Good article. While reading it the thought popped into my head, this is the year 2019 with 1984 just around the corner.
Brian Leeming | 02 April 2019


What difference does it make if Facebook censors the Net on its own or a government collaborates with it to do the same thing? If anything, laws should be passed to ensure the operators of content platforms such as Facebook, Google and YouTube cannot say that their freedom to say what they want on their platforms means that they don’t have to share space on their platforms with opposing views such as, for example, YouTube’s banning of video clips by Prager University. All Morrison wants to do is ban moving pictures of gratuitous violence from content platforms. This is a far cry from the preciousness in the Francine Crimmins article to prevent an obnoxious outlier’s sentiments from being reported verbatim instead of being mediated by information intermediaries or, for that matter, Jacinda Ardern’s equally precious implied wish to ban the obnoxious outlier’s name from everybody’s lips. This is superstitious behaviour, on a par with a Passion story in which the Messiah is betrayed by (somebody who must remain nameless).
roy chen yee | 02 April 2019


As I keep on stating our nation needs a Federal bill of rights, because whoever is in government by-partisan agreement continues to remove so many civil liberties and freedoms' for one reason or other. The media is silent and the minority groups play on apolitical correctness.
Edward M | 04 April 2019


"Punishment more than collaboration". Well, isn't that how our Australian governments usually work?
Joan Seymour | 04 April 2019


Binoy I agree.
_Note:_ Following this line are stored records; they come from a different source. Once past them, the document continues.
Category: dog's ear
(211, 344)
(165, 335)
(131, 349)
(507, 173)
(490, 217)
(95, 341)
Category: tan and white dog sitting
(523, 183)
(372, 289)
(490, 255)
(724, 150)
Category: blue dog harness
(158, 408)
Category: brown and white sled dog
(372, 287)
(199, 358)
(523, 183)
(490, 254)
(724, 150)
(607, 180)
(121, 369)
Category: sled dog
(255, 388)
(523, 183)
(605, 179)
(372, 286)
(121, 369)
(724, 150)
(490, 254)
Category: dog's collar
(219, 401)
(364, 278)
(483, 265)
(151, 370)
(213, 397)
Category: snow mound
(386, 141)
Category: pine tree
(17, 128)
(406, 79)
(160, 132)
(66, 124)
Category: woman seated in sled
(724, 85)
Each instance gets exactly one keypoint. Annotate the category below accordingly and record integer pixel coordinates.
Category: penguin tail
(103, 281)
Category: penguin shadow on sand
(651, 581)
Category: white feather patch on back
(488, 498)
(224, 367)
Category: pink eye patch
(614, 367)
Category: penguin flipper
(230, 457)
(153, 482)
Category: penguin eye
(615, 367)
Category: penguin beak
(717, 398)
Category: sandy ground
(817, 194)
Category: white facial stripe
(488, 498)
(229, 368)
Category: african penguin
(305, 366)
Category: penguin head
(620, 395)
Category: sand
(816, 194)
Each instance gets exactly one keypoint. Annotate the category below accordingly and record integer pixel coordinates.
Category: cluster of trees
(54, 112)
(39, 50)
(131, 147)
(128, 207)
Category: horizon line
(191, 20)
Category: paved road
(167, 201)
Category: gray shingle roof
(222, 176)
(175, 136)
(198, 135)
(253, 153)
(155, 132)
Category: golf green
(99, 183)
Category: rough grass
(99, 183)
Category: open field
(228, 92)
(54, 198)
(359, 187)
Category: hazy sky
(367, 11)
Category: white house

The Morrison Government response to ChCh was to lash out at Facebook, Instagram and Twitter instead of engaging in some well deserved introspection as to how we have suddenly become an exporter of right wing white murderous fascism. Islam's flock have unwittingly become the new martyrs. The problem with uploading videos is that there are so many posts worldwide that its impossible to effectively police it. And if the guardians of Facebook, Twitter and Instagram can't control their own creations, maybe they need to impose a 30 minute delay/pause period before anything goes online to give them a fighting chance. I think the growling at the social media is a face saving response from Morrison and Dutton at their powerlessness to control the right wing supremacists and ASIO and law enforcement misguided concentration just on the most obvious targets. The best form of offence is attack. Its an election year.